Suggested Phase E pickups (from C/D review):

gxformat2 fix: widen ExpandedWorkflowStep.run to include GalaxyUserToolStub and add the pass-through branch in _expand_format2. Once landed, revert expand=False in both validation_format2.py and validate.py:_validate_format2.
Wire _ResolveCache across validate_workflow_cli so the same tool_representation is parsed once across validate + clean + connections phases (plan §5.3).
test/unit/workflows/inline_udt/ directory + migration of synthesized Python-dict fixtures.
Address §9.7 JSON Schema lossiness once to_json_schema is tightened on the native representation.

Phase E — gxformat2 ergonomic additions ✅ LANDED (mostly)

Add is_inline_tool_step / inline_tool_representation properties on the gxformat2 models.
Round-trip lock test in gxformat2.
Refactor workflow_state call sites to use the new properties (removes duplicated dict probing).
Bump gxformat2 dep pin (already on a branch dep, so this rides the same bump).
Widen ExpandedWorkflowStep.run to include GalaxyUserToolStub; add pass-through branch in _expand_format2. Revert ensure_format2(expand=False) Phase B workaround.
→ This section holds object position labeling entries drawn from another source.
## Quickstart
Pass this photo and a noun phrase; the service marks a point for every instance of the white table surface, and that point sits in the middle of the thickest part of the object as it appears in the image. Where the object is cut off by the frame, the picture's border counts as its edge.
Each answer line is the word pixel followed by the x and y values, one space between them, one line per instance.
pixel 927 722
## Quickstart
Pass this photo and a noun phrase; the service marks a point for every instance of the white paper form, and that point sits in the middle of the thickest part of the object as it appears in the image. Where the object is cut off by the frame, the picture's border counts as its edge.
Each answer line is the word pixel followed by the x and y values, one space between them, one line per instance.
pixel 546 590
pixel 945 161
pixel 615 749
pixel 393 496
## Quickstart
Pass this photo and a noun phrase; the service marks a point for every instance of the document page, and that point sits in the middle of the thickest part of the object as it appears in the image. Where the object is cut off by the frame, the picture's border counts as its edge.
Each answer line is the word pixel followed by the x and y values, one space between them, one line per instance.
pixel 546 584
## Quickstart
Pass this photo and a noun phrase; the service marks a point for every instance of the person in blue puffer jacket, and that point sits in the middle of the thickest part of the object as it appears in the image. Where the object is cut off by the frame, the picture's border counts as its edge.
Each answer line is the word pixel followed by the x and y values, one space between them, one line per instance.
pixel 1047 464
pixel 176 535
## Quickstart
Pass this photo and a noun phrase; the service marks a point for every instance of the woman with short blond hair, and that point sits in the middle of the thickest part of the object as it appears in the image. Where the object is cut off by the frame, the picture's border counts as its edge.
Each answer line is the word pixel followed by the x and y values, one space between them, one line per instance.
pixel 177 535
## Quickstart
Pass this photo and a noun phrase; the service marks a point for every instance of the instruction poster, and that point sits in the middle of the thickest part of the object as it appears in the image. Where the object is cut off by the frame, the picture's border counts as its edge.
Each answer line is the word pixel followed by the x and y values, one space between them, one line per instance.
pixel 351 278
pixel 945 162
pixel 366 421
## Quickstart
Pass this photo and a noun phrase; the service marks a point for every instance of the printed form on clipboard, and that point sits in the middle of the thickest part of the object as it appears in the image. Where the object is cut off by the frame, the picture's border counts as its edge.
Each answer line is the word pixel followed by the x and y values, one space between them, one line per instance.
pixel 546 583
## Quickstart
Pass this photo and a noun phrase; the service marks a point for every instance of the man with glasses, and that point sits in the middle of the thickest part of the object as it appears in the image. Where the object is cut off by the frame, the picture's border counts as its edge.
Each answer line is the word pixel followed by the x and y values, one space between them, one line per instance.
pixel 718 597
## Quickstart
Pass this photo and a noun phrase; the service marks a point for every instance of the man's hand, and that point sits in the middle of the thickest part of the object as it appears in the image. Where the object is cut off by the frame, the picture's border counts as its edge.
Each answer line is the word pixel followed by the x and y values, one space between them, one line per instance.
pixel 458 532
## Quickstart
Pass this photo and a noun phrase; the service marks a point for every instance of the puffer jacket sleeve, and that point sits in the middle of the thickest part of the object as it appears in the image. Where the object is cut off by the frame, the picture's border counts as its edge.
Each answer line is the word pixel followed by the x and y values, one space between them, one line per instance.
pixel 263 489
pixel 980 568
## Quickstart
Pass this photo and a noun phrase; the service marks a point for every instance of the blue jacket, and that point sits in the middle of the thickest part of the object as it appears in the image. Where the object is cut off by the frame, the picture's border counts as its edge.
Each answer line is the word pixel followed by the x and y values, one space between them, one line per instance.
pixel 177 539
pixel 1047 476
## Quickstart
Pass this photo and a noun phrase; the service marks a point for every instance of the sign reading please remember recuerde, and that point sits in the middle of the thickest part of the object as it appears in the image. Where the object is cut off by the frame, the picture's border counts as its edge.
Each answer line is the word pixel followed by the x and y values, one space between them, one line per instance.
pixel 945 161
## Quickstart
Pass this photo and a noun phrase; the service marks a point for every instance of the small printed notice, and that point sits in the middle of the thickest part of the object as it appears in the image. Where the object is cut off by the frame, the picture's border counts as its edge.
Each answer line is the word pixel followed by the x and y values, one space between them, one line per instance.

Phase E status (2026-05-22)

gxformat2 PR: galaxyproject/gxformat2#218 — “Less Broken User Defined Tool Support during Normalization”. Open, three commits, currently being polished by a parallel agent. CI status: Java/TS/codecov/build_packages green; Python CI matrix has one failure on 3.11 with the rest cancelled — needs triage before merge.

gxformat2 commits on parameter_models:

39c414d _expand_format2: pass through GalaxyUserToolStub unchanged — widens ExpandedWorkflowStep.run to allow the stub; adds the isinstance branch. Fixes the silent strip-to-run=None Phase B identified.
4f5ae48 Add inline-tool step helpers to normalized step models — is_inline_tool_step + inline_tool_class on NormalizedNativeStep; is_inline_tool_step + inline_tool_representation on NormalizedWorkflowStep (normalizes stub + defensive dict fallback).
2a7214e Lock native↔format2 round-trip for inline user-defined tools — covers native → format2 → native, format2 → native → format2, plus a second-pass idempotence assertion.

Galaxy-side commits on wf_tool_state:

fc1f9321 Bump gxformat2 pin to parameter_models — pyproject.toml one-liner; rides the same branch dep that was already in place.
0139f18f workflow_state: revert ensure_format2(expand=False) workaround — validation_format2.py and validate.py:_validate_format2 back to expand=True. Restores @import/URL subworkflow expansion alongside inline UDT support. Phase B regression test renamed to drop the expand_false framing (the inline-subworkflow-containing-UDT case is worth locking regardless).
d1d33285 workflow_state: delegate to gxformat2 inline-tool step properties — step_tool_representation on the format2 branch now delegates to inline_tool_representation; drops the local GalaxyUserToolStub import. New inline_class_from_run(run) helper in _util.py centralizes the raw-dict class in ("GalaxyUserTool", "GalaxyTool") probe; replaces four duplicate inline probes across clean.py, cache.py, and _inline_tool.py walkers.

Confirmed in tree:

validation_format2.py:57 and validate.py:391 both call ensure_format2(..., expand=True). Workaround fully removed.
_util.py:24 defines inline_class_from_run; _util.py:57 reads step.inline_tool_representation on the format2 path.
cache.py:22, clean.py:33, _inline_tool.py:39 import and use the centralized helper.

Phase E carry-overs:

gxformat2 PR #218 Python CI failure (build (3.11)) — needs investigation before merge. The other Python versions were cancelled, so it may be a single-version flake or a real regression. Block on this before bumping to a tag.
gxformat2 pin still points at the parameter_models branch — bump to a released tag once PR #218 lands and gxformat2 cuts a version.
§9.7 JSON Schema lossiness on int coercion — still owned by separate to_json_schema hardening workstream.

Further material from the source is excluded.